L. Jospin : La lourdeur des problèmes qui ont été évoqués, le fait aussi que nous nous sommes laissé aller, en tout cas ceux qui nous ont guidés se sont un peu laissés aller à détailler l'examen d'un certain nombre de propositions par secteur. On a parlé peut-être un peu longuement du logement. J'aurais préféré personnellement que, sur la politique économique et sociale, même s'il fallait traiter de façon particulière de l'emploi – nous avons eu raison de le faire, de confronter nos points de vue et c'était, à mon sens, éclairant – mais sur le troisième thème, les problèmes de société, j'aurais préféré une approche plus transversale où chacun aurait pu dire, au fond, sa vision de la France. J'ai essayé de le faire mais ensuite les choses ont été trop découpées. La politique internationale s'est retrouvée à la fin. Je ne crois pas que vous puissiez en déduire que nous n'avions rien à dire, en tout cas, ce n'était pas mon cas.
I. Levaï : Pourquoi cette montée en ligne brutale des lieutenants ?
L. Jospin : Honnêtement, chronologiquement, l'initiative revient à des hommes comme M. Juppé et comme M. Séguin – particulièrement M. Juppé – qui a renoué avec un ton de morgue à l'égard de ses compétiteurs politiques qu'il avait abandonné au cours de ces dernières années. Je pensais que ça avait accompagné une espèce de maturation. Je pense qu'il y a un sentiment de crainte de la part des lieutenants de J. Chirac. Il y a un sentiment d'incertitude. Il y a une irritation profonde. J'ai été personnellement assez choqué de la façon dont ils ont parlé de moi. Du coup, ça a déclenché chez certain de ceux qui m'accompagnent un mouvement de réaction. L'initiative, si vous regardez la chronologie, n'est nullement venue de nous. Je voudrais dire que les lieutenants de J. Chirac ont eu un peu tendance à m'ignorer, ainsi que J. Chirac, au premier tour. Ça ne leur a pas spécialement réussi. Le peuple français en a jugé autrement et m'a placé en tête. Je ne suis pas sûr qu'un certain ton de condescendance à mon égard au second les servira mieux. Je voudrais leur faire remarquer que s'ils prennent ce ton de condescendance, ils le prennent à l'égard des 7 millions de Françaises et de Français qui ont voté pour moi au premier tour. Ils le prennent des très nombreux Français supplémentaires qui vont aller voter pour moi au second tour. Ils peuvent le prendre aussi à l'égard des Français qui, potentiellement, majoritairement, peuvent m'élire président de la République. Ça me paraît malvenu. Je ne crois pas que ce sera bien reçu. Que nous-mêmes ou un certain nombre de ceux qui m'accompagnent aient éprouvé le besoin de répondre avec une certaine vigueur, ça montre que nous ne manquons pas de force.

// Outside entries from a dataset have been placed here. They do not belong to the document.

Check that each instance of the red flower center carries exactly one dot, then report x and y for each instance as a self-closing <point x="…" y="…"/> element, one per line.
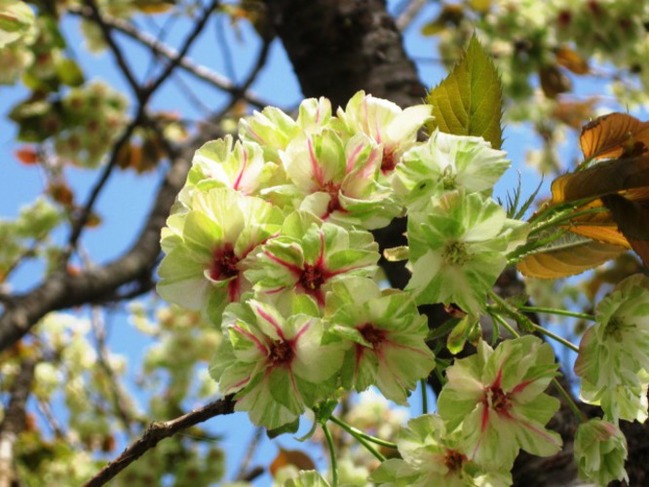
<point x="500" y="401"/>
<point x="224" y="263"/>
<point x="389" y="160"/>
<point x="281" y="353"/>
<point x="372" y="334"/>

A. Ardisson : Êtes-vous prêt à épouser la France ?
L. Jospin : Je me suis déjà marié ! Mais je suis prêt à respecter la France. Je suis prêt à la comprendre. Je crois que je la comprends déjà. Je suis prêt à la conduire pour un bail démocratique, pour un bail qui sera renouvelé, dont je propose qu'il soit renouvelé de façon plus brève, parce que ça m'apparaît nécessaire. Je ne connais pas simplement le pouvoir d'en-haut, les rouages de l'État. Je crois que je connais la société française parce que j'en viens. Je ne viens pas d'un milieu privilégié. Donc, la vie que j'ai conduite, que j'ai menée m'a mené à faire des expériences multiples, à traverser la France en tous sens. Je crois que je l'aime, que je la comprends, que j'ai un sens plus aigu que mon adversaire de ce qu'elle exprime à la fois comme souffrance et comme espérance. Je crois que je peux mieux l'ouvrir vers la période nouvelle qui vient. Je pense que je serai un Président plus moderne pour la France moderne dans laquelle nous vivons.
I. Levaï : Si vous êtes battu, pourra-t-on considérer que quelque chose de nouveau commence ?

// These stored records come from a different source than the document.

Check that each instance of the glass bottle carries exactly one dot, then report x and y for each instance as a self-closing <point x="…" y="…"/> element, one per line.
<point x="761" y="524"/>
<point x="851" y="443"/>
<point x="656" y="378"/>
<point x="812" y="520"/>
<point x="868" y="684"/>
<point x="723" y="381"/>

L. Jospin : Je répondrai à A. Ardisson, si vous le voulez bien !
I. Levaï : Vous ne voulez pas répondre à ma question ?
L. Jospin : Non. Je ne veux pas répondre aux questions qui évoquent la défaite, parce que je suis dans une campagne qui n'est pas terminée. J'ai encore trois meetings aujourd'hui, celui de Toulouse n'était pas le dernier. Je serai à Caen, Mulhouse, à Besançon. Vous m'avez interrogé sur mon désir d'être président de la République : au moment où nous parlons, il s'agit d'une chance, ce serait un honneur. Mais de toute façon, c'est le peuple qui va décider.